I mentioned Alice’s band Cosines who played last night (which I missed due to family commitments / general flakiness) well their new single Commuter Love is out now via Fika Recordings and it’s a glam rock, glittertastic stonker. She originally wrote it for A&M, which might explain the name-checking of the old Moog Rogue, but obviously due to my aforementioned flakiness I never got around to doing anything with it.  Anyway I hope you enjoy it along with everything Alison and Matt are doing – hopefully one day I will have something new to contribute.

Friday 21 February 2014

Saloon: Live @ The Alleycat, Reading 9.4.98 (Our second gig)



Here is another gig recording from the early days, this time of our second gig. I posted this on Soundcloud a while back but have been too ashamed to talk about it before. Matt spoke about this gig in his interview last year, specifically about what a horrorshow it was; but I did say that I would post everything on here, regardless of quality control, so I must not shy away

So having played a decent debut gig, there was a bit of a buzz on the Reading scene about us. Somehow we got ourselves booked onto a gig at The Alleycat which was Reading’s premier 500 capacity venue. (Over the next year we played a lot of gigs at the Alleycat, including an enterprising and lucrative show the Thursday of the Reading festival, and a night supporting our heroes ‘the lab’ – which was witnessed by our latterly friends from Track and Field who ‘couldn’t see the point’ in us). Anyway on this occasion we were booked to support a band called Blue Seed, who I think had had some Lammo airplay, and another band called Enertia (currently residing in the ‘where are they now’ file (along with the rest of us)).
Clearly as soon as we got on the big stage we were totally out of our depth; we didn’t know what monitors or DI’s were, and what were these things called ‘BV’s’ that the sound men kept talking about?
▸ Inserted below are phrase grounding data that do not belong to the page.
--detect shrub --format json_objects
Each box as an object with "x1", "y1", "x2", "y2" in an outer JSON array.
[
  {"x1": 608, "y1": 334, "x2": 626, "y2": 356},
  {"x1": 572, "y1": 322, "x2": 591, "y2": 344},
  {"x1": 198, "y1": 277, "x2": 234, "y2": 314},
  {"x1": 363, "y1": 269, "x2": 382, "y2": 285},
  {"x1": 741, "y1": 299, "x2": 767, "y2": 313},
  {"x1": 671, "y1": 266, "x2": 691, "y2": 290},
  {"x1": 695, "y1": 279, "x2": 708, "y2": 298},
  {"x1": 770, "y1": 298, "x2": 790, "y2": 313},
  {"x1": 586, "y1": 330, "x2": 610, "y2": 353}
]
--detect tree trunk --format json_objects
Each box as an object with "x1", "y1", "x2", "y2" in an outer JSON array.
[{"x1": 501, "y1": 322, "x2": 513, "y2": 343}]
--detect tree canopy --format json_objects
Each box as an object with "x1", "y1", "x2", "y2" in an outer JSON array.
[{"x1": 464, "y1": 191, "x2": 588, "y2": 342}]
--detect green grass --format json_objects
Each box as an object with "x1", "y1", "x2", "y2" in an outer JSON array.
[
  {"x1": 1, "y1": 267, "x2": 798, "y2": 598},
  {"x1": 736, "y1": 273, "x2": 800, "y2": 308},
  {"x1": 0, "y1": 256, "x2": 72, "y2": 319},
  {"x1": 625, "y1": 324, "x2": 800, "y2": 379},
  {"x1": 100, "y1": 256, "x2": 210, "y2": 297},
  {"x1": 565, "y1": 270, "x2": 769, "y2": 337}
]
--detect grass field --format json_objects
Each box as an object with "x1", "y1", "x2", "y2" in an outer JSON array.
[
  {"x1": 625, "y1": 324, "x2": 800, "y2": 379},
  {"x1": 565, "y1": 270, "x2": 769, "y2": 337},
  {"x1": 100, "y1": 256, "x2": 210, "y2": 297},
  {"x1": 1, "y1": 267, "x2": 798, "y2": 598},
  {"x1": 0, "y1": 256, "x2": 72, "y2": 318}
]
We also found it very hard to persuade the soundman to let us put our pocket Theremin through the PA. Anyway, despite this somehow we managed to get set-up and play a semblance of a gig.

Rather than play safe and drop the same set that we played a few days before (this would be a running theme throughout out ‘career’) we dropped one of our catchiest songs (Fuzzy Felt) (y’know the one Earworm wanted to release a year later) along with the AA side of our first single (Conquistador) and we added a new track, Nina Says. (For each of first five gigs we kept adding a new song to the set further complicating things).


 
As you can hear, our playing was a shambles, with things out of tune even more than normal, feedback all over the place and beats missed right, left and centre. The crowning glory was a capo related incident which meant we couldn’t play Spacer and led to much frantic messing around between songs.

Garthie
I can’t remember exactly how we felt after the gig. I know our glowing review in the Reading Chronicle didn’t make us feel much better about it (I am pretty sure a friend wrote the review anyway). I do remember getting home and listening to the tape of the gig that had been recorded off of the PA. Rather than sounding like a messy embryonic VU (which I had hoped) the reverb and delay that the soundmen had added, made us sound like the world’s worst Corrs tribute band.

After regrouping, working on the Blue Demo and rehearsing, thankfully the Alleycat had us back a couple of months later, this time supporting the band of Garthie from Birds of a Feather (at this stage, a career highlight for us).